Open PatchouliTIS opened 1 week ago
Thank you for your support!
We are currently working on that. The vLLM implementation of KV cache compression would take time, as it is challenging.
I've also been thinking lately about how to implement this in vLLM.
In general, vLLM updates the KV Cache using memory-friendly functions in torch._C:
https://github.com/vllm-project/vllm/blob/717f4bcea036a049e86802b3a05dd6f7cd17efc8/vllm/attention/backends/flash_attn.py#L188
If we take a simpler perspective, wouldn't it be possible to implement the compression of the kv_cache directly in FlashAttentionImpl or a higher level class before vLLM updates the kv_cache, and leave the PageAttention slice to vLLM to run? I would also like to get some insight from you if possible.
I believe that it is possible, as long as we build a class like update_kv in this repo, and integrate it into FlashAttentionImpl, then it may work.

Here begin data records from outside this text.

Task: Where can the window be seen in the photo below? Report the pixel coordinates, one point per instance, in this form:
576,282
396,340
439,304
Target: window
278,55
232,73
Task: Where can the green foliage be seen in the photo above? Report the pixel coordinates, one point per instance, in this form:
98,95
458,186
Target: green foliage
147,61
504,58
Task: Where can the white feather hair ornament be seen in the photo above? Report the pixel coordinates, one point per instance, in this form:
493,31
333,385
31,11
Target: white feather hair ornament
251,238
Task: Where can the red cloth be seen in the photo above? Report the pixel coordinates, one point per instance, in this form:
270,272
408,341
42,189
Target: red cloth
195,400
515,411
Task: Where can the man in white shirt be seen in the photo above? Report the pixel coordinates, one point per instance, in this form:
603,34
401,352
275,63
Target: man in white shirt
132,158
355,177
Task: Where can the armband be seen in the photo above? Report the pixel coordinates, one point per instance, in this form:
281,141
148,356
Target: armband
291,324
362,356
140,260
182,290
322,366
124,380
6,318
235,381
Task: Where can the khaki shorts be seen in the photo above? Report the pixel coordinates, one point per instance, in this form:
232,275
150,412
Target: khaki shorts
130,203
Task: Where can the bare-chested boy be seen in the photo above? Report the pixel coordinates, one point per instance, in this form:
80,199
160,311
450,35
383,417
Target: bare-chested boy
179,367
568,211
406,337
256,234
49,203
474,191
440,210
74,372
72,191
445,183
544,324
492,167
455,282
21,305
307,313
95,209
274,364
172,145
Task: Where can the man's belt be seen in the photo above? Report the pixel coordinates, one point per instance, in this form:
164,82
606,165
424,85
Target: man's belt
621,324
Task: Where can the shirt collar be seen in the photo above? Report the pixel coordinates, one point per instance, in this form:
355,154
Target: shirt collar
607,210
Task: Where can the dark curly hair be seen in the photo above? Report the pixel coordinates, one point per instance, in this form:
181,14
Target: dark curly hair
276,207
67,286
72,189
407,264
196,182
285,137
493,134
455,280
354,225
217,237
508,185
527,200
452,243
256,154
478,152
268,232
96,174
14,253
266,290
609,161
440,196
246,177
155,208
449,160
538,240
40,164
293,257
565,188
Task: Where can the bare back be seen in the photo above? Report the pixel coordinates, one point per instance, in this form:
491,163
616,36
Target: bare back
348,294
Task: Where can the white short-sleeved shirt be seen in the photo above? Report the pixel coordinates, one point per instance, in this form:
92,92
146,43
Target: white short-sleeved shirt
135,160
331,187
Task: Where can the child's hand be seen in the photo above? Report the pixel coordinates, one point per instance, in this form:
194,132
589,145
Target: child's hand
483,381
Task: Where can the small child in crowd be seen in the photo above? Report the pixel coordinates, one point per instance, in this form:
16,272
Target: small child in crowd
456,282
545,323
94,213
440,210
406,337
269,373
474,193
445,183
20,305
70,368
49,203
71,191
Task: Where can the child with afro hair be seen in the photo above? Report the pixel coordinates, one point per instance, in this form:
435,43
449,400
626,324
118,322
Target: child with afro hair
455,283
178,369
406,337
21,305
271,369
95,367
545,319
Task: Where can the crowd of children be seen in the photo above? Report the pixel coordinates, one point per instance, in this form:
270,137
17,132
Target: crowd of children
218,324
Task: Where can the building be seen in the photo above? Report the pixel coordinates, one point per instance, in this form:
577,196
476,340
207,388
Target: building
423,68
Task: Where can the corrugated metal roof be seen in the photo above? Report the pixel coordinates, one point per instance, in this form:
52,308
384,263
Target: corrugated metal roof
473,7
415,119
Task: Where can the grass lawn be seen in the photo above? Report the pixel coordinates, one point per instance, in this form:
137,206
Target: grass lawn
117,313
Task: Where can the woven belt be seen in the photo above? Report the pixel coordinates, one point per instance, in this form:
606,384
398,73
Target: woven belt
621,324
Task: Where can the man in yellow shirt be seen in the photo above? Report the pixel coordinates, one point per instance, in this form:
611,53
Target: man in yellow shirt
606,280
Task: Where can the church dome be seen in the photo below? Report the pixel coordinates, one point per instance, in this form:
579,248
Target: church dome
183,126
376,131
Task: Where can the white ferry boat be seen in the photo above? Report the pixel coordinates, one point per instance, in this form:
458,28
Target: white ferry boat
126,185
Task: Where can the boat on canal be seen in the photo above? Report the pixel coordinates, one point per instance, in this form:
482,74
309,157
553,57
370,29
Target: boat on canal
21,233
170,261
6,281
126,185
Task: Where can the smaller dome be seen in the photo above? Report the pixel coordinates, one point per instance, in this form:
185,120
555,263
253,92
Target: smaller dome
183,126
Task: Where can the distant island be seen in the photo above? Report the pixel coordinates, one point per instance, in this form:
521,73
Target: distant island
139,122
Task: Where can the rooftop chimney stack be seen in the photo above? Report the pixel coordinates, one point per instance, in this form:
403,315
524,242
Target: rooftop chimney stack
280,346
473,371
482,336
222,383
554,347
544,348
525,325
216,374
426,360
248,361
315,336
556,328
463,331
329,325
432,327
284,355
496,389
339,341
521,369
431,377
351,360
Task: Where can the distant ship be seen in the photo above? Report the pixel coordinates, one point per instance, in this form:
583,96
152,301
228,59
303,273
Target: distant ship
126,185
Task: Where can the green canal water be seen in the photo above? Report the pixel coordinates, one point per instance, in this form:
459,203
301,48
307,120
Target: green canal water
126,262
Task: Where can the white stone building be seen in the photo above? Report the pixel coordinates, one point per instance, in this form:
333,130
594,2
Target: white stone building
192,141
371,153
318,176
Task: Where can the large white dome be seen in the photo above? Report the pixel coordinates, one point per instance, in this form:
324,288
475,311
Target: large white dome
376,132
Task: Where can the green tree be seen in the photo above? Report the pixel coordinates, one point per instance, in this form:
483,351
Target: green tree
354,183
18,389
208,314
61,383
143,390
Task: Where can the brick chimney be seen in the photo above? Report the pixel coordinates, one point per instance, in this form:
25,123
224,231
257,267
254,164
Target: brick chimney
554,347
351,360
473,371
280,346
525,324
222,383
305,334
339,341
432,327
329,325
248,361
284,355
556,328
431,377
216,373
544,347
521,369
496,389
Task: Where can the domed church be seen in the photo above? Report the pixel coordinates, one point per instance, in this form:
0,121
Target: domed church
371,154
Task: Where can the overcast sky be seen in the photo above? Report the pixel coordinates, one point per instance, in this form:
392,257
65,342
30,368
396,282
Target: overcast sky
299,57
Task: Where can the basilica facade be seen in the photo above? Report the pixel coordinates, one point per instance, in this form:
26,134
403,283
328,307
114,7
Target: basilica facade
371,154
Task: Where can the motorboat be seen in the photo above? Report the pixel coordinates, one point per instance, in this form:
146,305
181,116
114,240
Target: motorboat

Previously I have seen some people working on sparse kv cache compression in vLLM as below: https://github.com/vllm-project/vllm/issues/5751 It seems like they are working in a very deep class.

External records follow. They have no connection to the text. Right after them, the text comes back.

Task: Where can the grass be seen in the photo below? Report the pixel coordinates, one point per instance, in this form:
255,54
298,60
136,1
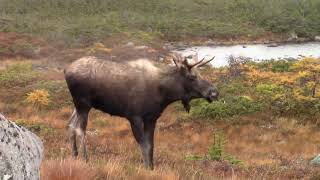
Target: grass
269,146
80,21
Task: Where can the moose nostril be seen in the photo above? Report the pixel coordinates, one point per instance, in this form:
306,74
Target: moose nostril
214,93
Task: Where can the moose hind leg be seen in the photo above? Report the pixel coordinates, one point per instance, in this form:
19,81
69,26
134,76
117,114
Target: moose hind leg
72,132
83,119
148,144
77,127
144,136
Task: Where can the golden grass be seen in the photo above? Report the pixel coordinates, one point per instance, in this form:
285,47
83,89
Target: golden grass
277,148
67,169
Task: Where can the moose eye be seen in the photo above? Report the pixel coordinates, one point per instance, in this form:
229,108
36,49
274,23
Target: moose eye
193,77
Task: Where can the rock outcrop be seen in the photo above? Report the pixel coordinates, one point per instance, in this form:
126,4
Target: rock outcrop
21,152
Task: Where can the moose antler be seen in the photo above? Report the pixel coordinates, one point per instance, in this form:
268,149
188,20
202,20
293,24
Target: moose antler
177,59
206,62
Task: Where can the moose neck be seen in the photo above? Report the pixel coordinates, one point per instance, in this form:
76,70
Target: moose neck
171,88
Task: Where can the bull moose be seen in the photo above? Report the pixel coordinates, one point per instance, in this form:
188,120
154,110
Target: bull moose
137,90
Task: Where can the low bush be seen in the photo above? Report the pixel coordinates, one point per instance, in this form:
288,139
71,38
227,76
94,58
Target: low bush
225,107
38,98
216,152
18,74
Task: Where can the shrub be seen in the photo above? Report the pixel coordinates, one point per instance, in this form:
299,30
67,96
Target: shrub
18,74
216,152
39,98
225,107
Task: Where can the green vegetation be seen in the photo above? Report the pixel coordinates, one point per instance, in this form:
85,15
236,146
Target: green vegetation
83,20
283,88
216,152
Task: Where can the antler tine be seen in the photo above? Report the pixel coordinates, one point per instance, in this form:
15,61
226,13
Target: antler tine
206,62
195,64
176,57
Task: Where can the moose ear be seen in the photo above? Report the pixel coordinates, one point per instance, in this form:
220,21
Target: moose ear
177,59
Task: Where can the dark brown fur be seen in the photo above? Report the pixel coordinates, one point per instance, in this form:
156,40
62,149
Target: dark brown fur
137,90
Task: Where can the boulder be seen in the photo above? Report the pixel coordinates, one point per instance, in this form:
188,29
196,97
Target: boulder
21,152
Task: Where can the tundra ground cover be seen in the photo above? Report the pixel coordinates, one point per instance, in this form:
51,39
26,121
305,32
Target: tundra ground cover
267,115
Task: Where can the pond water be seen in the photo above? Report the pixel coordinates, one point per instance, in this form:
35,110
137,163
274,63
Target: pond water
256,52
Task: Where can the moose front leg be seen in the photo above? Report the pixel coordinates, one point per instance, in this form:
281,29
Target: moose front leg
186,105
144,134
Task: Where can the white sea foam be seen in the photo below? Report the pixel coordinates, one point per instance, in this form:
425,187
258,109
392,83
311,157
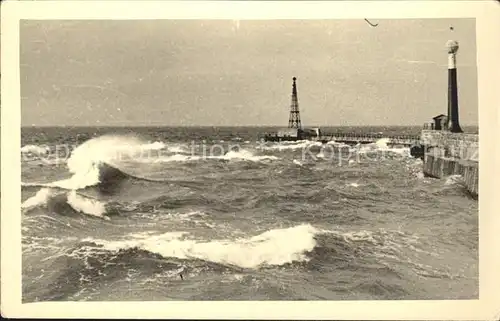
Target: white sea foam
241,154
453,179
86,160
40,198
274,247
34,149
86,205
292,145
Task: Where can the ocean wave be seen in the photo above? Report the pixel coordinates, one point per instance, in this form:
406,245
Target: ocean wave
291,145
66,203
274,247
35,149
232,155
97,163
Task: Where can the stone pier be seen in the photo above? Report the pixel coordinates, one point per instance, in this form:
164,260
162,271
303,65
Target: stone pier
447,153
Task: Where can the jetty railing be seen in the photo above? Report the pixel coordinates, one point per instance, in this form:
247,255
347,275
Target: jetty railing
405,140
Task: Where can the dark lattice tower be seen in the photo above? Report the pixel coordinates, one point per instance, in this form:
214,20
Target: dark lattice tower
294,120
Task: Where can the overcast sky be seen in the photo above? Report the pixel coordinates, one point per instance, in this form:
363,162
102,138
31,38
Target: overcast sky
239,73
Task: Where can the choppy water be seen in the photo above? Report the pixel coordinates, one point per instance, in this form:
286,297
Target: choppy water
131,210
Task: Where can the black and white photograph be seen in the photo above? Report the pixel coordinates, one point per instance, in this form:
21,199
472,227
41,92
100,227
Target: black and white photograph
248,159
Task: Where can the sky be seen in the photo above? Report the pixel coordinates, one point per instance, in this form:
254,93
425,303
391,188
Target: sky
239,73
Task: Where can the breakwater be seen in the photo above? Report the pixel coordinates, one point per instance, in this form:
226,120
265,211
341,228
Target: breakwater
447,153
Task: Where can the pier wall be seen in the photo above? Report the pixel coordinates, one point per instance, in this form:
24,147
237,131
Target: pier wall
452,154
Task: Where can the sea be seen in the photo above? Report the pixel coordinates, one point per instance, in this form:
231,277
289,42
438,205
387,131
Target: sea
215,213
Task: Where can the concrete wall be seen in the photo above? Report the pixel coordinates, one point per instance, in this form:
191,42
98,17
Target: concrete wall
452,154
446,144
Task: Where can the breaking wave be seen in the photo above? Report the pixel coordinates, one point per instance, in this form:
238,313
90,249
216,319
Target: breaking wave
231,155
274,247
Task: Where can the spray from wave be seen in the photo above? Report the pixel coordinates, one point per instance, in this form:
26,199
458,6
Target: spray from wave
274,247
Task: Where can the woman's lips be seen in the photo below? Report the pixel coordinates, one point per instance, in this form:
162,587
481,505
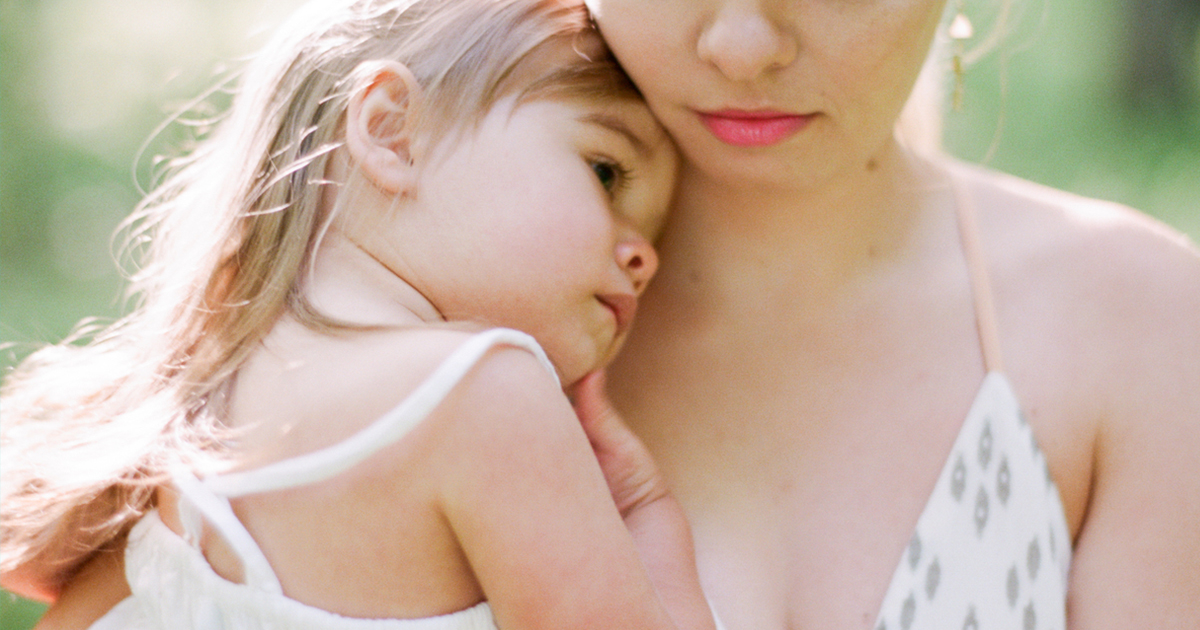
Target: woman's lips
753,129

I believe that you mentioned implementation is far more decent.
BTW, would you be interesting in being a contributor of this project to make an implementation of PyramidKV in vLLM? We would be more than help if you could help.
Solid idea and Ingenious code implementations, Great work! Have you considered implementing KV Compression operations on KV Cache in the vLLM framework?